- Episode no.: Series 5 Episode 3
- Directed by: Philippa Langdale
- Written by: Georgia Lester
- Original air date: 10 February 2011

Guest appearances
- Joann Condon as Ginny; Kelly Brook as Jemima; Clare Grogan as Shelley; Chris Addison as David Blood;

Episode chronology
| ← Previous "Rich" | Next → "Liv" |
- Skins (series 5)

= Mini (Skins series 5) =

"Mini" is the third episode of the fifth series of the British teen drama Skins. It first aired in the UK on E4 on 10 February 2011. It focuses on the character Mini McGuinness (Freya Mavor) as she tries to put on a charity fashion show and maintain her relationship with her boyfriend, Nick Levan (Sean Teale).

==Synopsis==

The episode begins as Mini, weight-conscious as ever, goes to the gym, before heading to her boyfriend, Nick Levan's rugby practice. After the practice, she holds a meeting with a school committee, to discuss an upcoming charity fashion show. To her outrage, her friend, Grace has enlisted Franky as costume designer. Out of pure pride, she decides to completely rearrange it, and asks for the help of Nick. Nick reveals that he has his house to himself for a while, and they can have sex for the first time in their 3-month relationship. Mini becomes noticeably hesitant when approaching this topic, as she has not admitted that she is still a virgin to Nick. She is also afraid of having sex, due to the warnings of her single mother, Shelley, that a boy often wants a woman for just that, as happened to her.

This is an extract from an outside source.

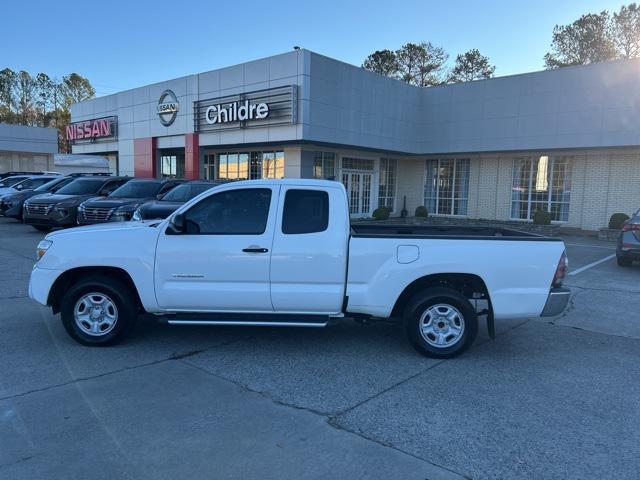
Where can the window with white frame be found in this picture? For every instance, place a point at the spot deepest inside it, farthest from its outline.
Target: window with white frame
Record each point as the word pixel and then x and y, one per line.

As they make preparations, Mini makes many more attempts to put off having sex with Nick, though she realises that she cannot put it off for much longer, because Nick is unlikely to want to wait. Eventually, she and Liv double-date with Nick and his friend, Rider, at a bowling alley. Mini tries to steal the keys to Nick's house, but Rider suggests they go to his. There, he and Liv hook up and start to have sex. Mini, realising that Nick will want to do the same, first goes to the bathroom and takes some medicine, resulting in her throwing up on Nick before they can get too far. Nick and Liv take Mini home and sleep on her floor. The next morning, however, she wakes up and, upon seeing them together, immediately suspects the worst - that Liv secretly wants Nick. At school, Mini is mocked by Franky's group, and believes Liv spread the story. She attempts to call both Nick and Liv to help her with the fashion show, but finds Nick's phone in the changing room, discovering 3 missed calls from Liv earlier. Locating Liv and Nick at the amphitheatre, practising their dance, and Liv wearing Mini's dress, she immediately confronts them about their tardiness and demands she gives her her dress back. She is immediately bombarded with questions and complaints from the others, as there are not enough dresses and many are too small, and immediately passes out. She is told to return home to recuperate. Realising that she may be on the verge of losing Nick, Mini prepares to have sex with him, and returns to school to discover he and Liv are doing their dance together, using Franky and Grace's original ideas, to a standing ovation.

At the after-show party at a rave, Mini confronts Liv again, and storms off, as Grace and Rich share a brief kiss. Nick then goes to Liv and suggests he break up with Mini. The two then leave the room. As she sobs outside, Mini is approached by Franky, who explains to her the reason why she was friends with Liv and Grace, and the two reconcile. She entices her to return to the rave. There, they spot Liv and Nick leaving another room, dressing themselves, and realise they have been having sex. Mini immediately tells Franky to forget she saw this, and Franky spots Matty in the crowd. Mini then entices Nick to take her home. He agrees, and they return to Nick's place. Mini finally loses her virginity, but wakes up the next morning alone (as Nick has gone to practice.) Sadly, she returns home and sees her Mum, who is also going home after a one-night stand.